Auf dem Weg zum Heiligtum begegnen ihm auch andere Israeliten. Auf die Frage, wo er denn hingehe, antwortet er traurig, daß er unterwegs sei zum Zelt der Zusammenkunft, um seine Ziege zu opfern. Er hat gesündigt, etwas getan, was Gott ausdrücklich verboten hatte. Nach dem Gesetz Gottes muß er sterben, wenn er nicht ein Tier an seiner Stelle opfert. Deshalb ist er jetzt unterwegs, und deshalb ist er so traurig und niedergedrückt, weil er weiß, daß wegen seiner Sünde sein unschuldiges Tier sterben muß, um das er sich so liebevoll gekümmert hat, das er aufgezogen und versorgt hat.

Andere, die mit ihm gehen und auch ein Tier mit sich führen, sind zwar ernst, doch nicht traurig - wie er. Sie sind unterwegs, um Gott ein Brand- oder ein Dankopfer zu bringen. Auf diese Weise wollen sie ihrem Gott von ganzem Herzen Dank sagen dafür, daß Er sie aus der Sklaverei, unter der sie in Ägypten so grausam gelitten hatten, befreit hat. Wie gern wäre er auch unterwegs, um seinem Gott ein solches Opfer zu bringen. Aber bei ihm liegt die Sache ja völlig anders. Das Opfer, das er zu bringen hat, ist ein Sündopfer.

Bei dem Heiligtum angekommen, tritt er auf den Vorplatz vor dem eigentlichen Zelt. Mitten auf dem Platz steht ein großer Altar, dessen vier Ecken hornartige Fortsätze haben. Hoch lodern die Flammen auf, als der Priester das Fett der Opfertiere räuchert. An der Seite stehen die Schlachtbänke, wo die Tiere getötet werden. Angstvolles Blöken der Tiere, die instinktiv wittern, daß sie getötet werden, erfüllt die Luft. Die Priester helfen beim Schlachten, indem sie das Blut in Gefäßen auffangen. Mit trauriger Stimme wendet sich der Mann an einen Priester, um ihm zu sagen, weshalb er gekommen ist.

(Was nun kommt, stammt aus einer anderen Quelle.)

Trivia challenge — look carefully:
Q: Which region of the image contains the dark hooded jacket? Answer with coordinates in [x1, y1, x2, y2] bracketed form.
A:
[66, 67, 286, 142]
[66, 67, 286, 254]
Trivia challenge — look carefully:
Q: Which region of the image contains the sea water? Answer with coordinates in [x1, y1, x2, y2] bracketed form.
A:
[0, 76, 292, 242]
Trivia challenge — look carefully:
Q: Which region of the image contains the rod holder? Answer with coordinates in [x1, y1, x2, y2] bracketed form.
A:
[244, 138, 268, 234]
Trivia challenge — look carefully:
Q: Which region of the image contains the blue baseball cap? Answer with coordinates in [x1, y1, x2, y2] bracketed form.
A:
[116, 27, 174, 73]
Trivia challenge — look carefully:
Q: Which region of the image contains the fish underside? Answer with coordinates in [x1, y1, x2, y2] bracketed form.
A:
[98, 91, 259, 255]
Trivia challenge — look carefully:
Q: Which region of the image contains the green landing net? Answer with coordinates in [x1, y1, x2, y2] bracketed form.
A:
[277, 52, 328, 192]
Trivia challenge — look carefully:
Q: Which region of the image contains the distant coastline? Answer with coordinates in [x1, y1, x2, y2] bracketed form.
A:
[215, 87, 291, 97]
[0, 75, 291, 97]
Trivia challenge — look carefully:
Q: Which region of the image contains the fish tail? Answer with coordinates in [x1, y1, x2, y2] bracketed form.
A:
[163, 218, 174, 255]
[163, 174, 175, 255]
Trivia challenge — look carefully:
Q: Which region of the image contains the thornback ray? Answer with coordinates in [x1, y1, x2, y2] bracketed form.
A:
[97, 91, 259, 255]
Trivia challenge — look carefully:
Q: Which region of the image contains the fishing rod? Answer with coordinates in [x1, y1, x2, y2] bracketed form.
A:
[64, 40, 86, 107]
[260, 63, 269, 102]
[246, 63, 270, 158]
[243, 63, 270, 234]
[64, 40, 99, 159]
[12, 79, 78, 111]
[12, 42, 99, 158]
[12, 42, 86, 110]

Gemeinsam mit dem Priester geht er zu einer der Schlachtbänke. Die Ziege ist mittlerweile unruhig geworden. Sie spürt, daß etwas nicht in Ordnung ist. Ein letztes Mal schaut der Mann seine junge Ziege an. Es bricht ihm fast das Herz, daß sie, da sie doch unschuldig ist und nichts dafür kann, daß er gesündigt hat, nun von seiner eigenen Hand geschlachtet werden muß. Mit der gleichen Hand, mit der er ihr so oft das Futter gegeben hat, mit der er sie gestreichelt und liebkost hat, muß er sie nun wegen seiner Sünde töten.

Dann legt er nach der göttlichen Vorschrift seine Hand auf den Kopf der Ziege. Damit will er symbolisch ausdrücken, daß seine Schuld auf das Opfertier übergehen soll. Dann durchtrennt er mit einem schnellen Schnitt die Kehle des Tieres. Blut spritzt und fließt. Ein letztes Zucken - dann ist die junge Ziege tot. Schnell fängt der Priester das Blut in einem bereitstehenden Gefäß auf. Dann geht er mit dem Blut zu dem Brandopferaltar. Er taucht seinen Finger in das Blut und streicht etwas davon an die Hörner des großen Altars. Den Rest des Blutes gießt er auf den Boden am Fuß des Altars.

Inzwischen hat der Opfernde dem Tier das Fell abgezogen, um an das Fett im Inneren zu gelangen. Nun trennt er das Fett von dem Fleisch und den Eingeweiden ab. Der Priester ist zurückgekommen, nimmt das Fett, geht wieder zurück zum Brandopferaltar, um es nach der göttlichen Anweisung über dem Feuer zu räuchern.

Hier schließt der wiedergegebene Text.